Tuesday, August 28, 2012

Struggling!!!

I have moved the scale below 200, but I am really struggling to get it back down.  One of my biggest fears has always been that I will gain my weight back, and right now I am really struggling to not panic about it.  I don't know, maybe I should panic?????  I am journaling again, which is really very important with success in weight loss I have discovered.  I tend to think "oh I didn't eat much today", but then when I go back and reflect on the day, I realize "OH WOW!!!".  Journaling helps me to keep it under control and to stay focused.  I am trying so hard not to fall back into my old habits, but it's really difficult.  Sometimes I worry that I have lost my original focus and reason for having my surgery......to be healthy!

Wednesday, August 22, 2012

Putting it on the Table.....In Spite of the Embarrassment!!

Okay, so yesterday morning I was mortified when I woke up and weighed, and the scale said 200!!!  I thought "I am not going to tell anyone about this, I refuse to admit it to anyone".  Then as I was thinking about it this morning I realized.....the purpose of my blog is to hold myself accountable.  If I am going to put myself out there, then I need to be totally honest.  Yesterday my sister was talking to someone, and she told them that she felt very fortunate that at the age of 66 she is in better health than either of our three older sister's were at 66.  I realized....hey....that's why I did this surgery to begin with!  Sometimes I am sure I have lost total focus of my whole purpose in the first place.  My addiction with food is definitely still very much alive and I must get it under control NOW!!!  In reviewing my eating habits over the past couple of months, I tried to reflect on what could possibly be the factor/s here that is causing the issue. It's fairly simple....I have been eating peanut butter daily, not good; I have been drinking too many soft drinks, not good; I have been eating too many sweets, not good; and I've been just plain snacking too much, not good!!!  I can turn this around before it gets out of hand, but I have to do it NOW....I can't wait. I must wake up and get this problem under control!

Thursday, August 16, 2012

What is My Problem?????

  I seem to just eat and eat and eat.......it's like food is all I have been thinking about lately!  I have such a fear of coming this far and gaining all the weight back, and yet I still continue to eat too much!  It's just like always.....proving the head game goes on and on.  I am still way too close to 200 lbs, to let myself rest at all, it wouldn't take much for me to top over that mark, and yet I would be so angry with myself if I did do that!  Today I decided that I would try having a protein shake for breakfast for a few days, and attempt to watch my calories closer and see if I can start the scale moving downward.  I need to be more vigilant....get thee behind me Satan!!!

Friday, August 3, 2012

August 3, 2012

Had my appointment with my primary care doctor today, and he was thrilled with my blood pressure, my breathing and my weight.  I had lost another 3 lbs since I had seen him in February, and he was very pleased with that.  He told me that he doesn't care if I lose another pound, as long as I don't gain now. 

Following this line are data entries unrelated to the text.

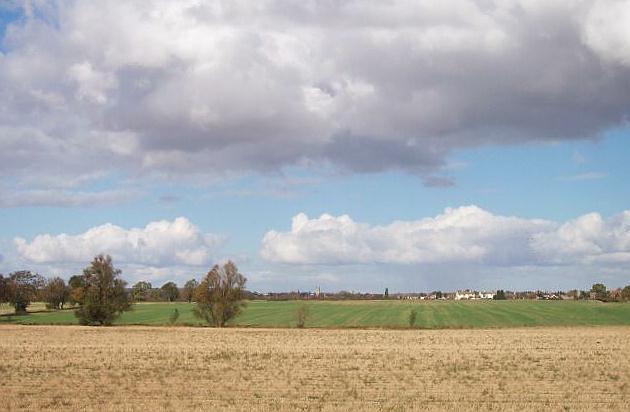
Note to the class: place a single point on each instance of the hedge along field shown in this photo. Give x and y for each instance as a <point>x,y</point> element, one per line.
<point>374,314</point>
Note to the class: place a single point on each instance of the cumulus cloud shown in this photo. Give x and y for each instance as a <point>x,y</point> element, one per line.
<point>158,244</point>
<point>588,239</point>
<point>156,86</point>
<point>466,234</point>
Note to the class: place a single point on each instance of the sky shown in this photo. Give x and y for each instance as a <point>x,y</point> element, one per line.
<point>351,145</point>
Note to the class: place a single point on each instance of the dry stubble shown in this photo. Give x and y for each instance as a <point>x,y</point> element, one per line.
<point>122,368</point>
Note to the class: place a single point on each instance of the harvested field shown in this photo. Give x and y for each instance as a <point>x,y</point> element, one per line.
<point>124,368</point>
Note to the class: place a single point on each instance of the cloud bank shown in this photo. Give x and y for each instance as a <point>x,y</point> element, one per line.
<point>158,244</point>
<point>468,235</point>
<point>181,88</point>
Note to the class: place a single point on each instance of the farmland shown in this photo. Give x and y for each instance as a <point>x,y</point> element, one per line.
<point>376,314</point>
<point>71,367</point>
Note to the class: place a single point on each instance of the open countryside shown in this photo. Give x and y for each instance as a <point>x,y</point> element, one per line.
<point>369,314</point>
<point>164,368</point>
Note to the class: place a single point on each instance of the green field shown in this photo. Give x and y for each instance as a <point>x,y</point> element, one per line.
<point>379,314</point>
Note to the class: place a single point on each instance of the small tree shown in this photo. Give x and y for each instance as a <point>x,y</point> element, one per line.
<point>55,293</point>
<point>500,295</point>
<point>3,289</point>
<point>22,288</point>
<point>104,296</point>
<point>76,285</point>
<point>169,291</point>
<point>140,292</point>
<point>301,315</point>
<point>189,289</point>
<point>174,316</point>
<point>413,315</point>
<point>219,295</point>
<point>599,289</point>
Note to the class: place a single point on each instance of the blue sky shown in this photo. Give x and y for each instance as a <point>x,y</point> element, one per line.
<point>502,175</point>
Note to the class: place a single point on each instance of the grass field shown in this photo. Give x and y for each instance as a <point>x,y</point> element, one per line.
<point>142,368</point>
<point>379,314</point>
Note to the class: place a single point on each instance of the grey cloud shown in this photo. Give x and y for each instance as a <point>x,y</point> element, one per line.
<point>97,87</point>
<point>65,198</point>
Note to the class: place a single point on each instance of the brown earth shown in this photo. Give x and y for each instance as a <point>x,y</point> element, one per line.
<point>133,368</point>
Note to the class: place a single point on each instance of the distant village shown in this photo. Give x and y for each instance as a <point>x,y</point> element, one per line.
<point>597,292</point>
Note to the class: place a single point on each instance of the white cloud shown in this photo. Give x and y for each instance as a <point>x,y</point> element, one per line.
<point>65,198</point>
<point>584,176</point>
<point>463,235</point>
<point>189,87</point>
<point>607,30</point>
<point>588,239</point>
<point>158,244</point>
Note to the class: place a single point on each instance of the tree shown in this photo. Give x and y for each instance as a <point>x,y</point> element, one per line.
<point>301,315</point>
<point>140,291</point>
<point>500,295</point>
<point>55,293</point>
<point>174,316</point>
<point>189,289</point>
<point>104,297</point>
<point>3,289</point>
<point>169,291</point>
<point>21,289</point>
<point>413,315</point>
<point>599,289</point>
<point>219,295</point>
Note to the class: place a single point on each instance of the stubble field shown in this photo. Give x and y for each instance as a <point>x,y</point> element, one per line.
<point>124,368</point>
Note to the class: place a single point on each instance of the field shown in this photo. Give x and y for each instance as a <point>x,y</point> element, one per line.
<point>143,368</point>
<point>377,314</point>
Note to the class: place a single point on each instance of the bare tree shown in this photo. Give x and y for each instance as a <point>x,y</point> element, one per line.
<point>219,295</point>
<point>169,291</point>
<point>104,297</point>
<point>21,288</point>
<point>55,293</point>
<point>189,290</point>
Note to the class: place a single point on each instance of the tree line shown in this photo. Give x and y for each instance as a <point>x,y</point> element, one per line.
<point>100,295</point>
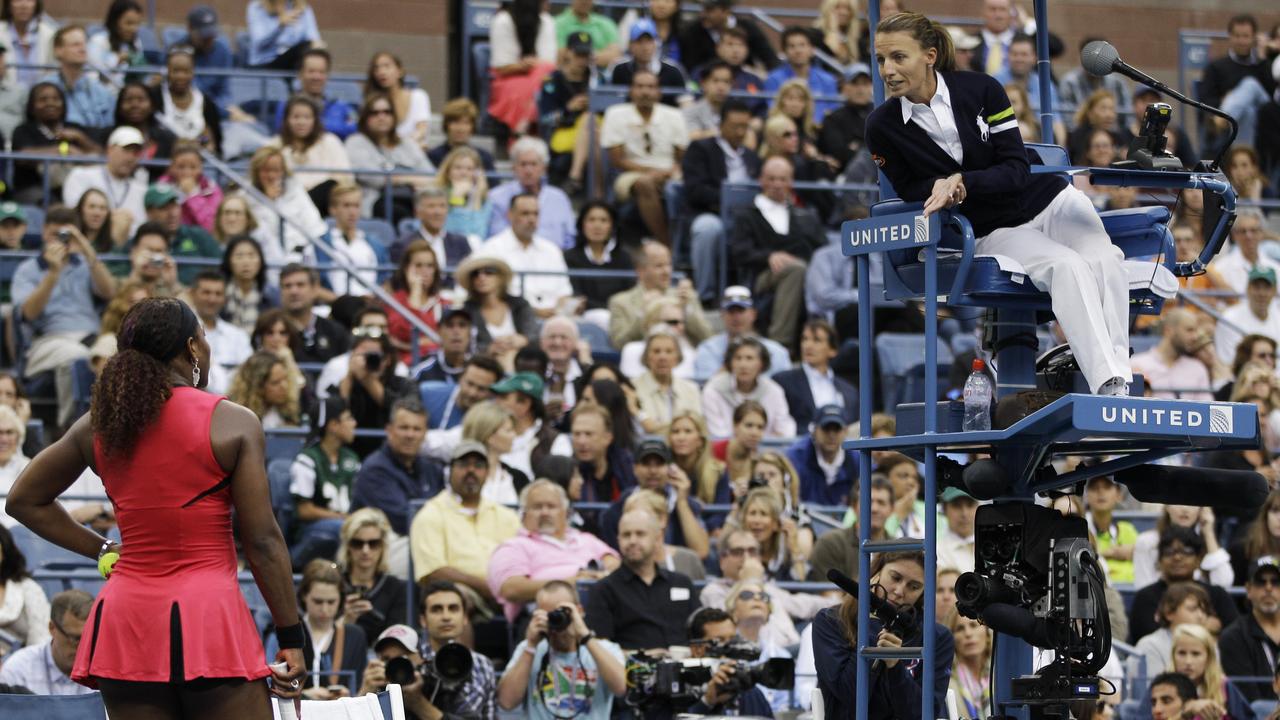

This week has been a decent week, I have manged to maintain my weight this week. I have been working in the yard, and yard work is actually very good exercise.  This morning I was listening to Joyce Meyer and she was talking about how we allow things to control us, and how if we say we live in the Holy Spirit, we don't have to be controlled by habits. Example for myself: "Those cookies are calling my name".  Well, she said I don't have to be controlled by those cookies, if I live in the spirit I should be able to ignore the cookies and call on the Holy Spirit to help me.  It sounds like a very simple process, and I agree with her, but why isn't it as as simple as it sounds?  While listening to her message I started to reflect on my thoughts about chocolate, ice cream and just sweets in general, I realized that if I could remember to call on the Spirit every time I get tempted I should be able to lose the last 20 lbs. I want to lose.  Therefore, my challenge and/or goal for myself over the next week is to try to concentrate instead of "subconsciensly" eating, and try to focus more on calling on the Holy Spirit to help me draw the line,and see if I can make any headway in my attempt to lose the last 20 pounds.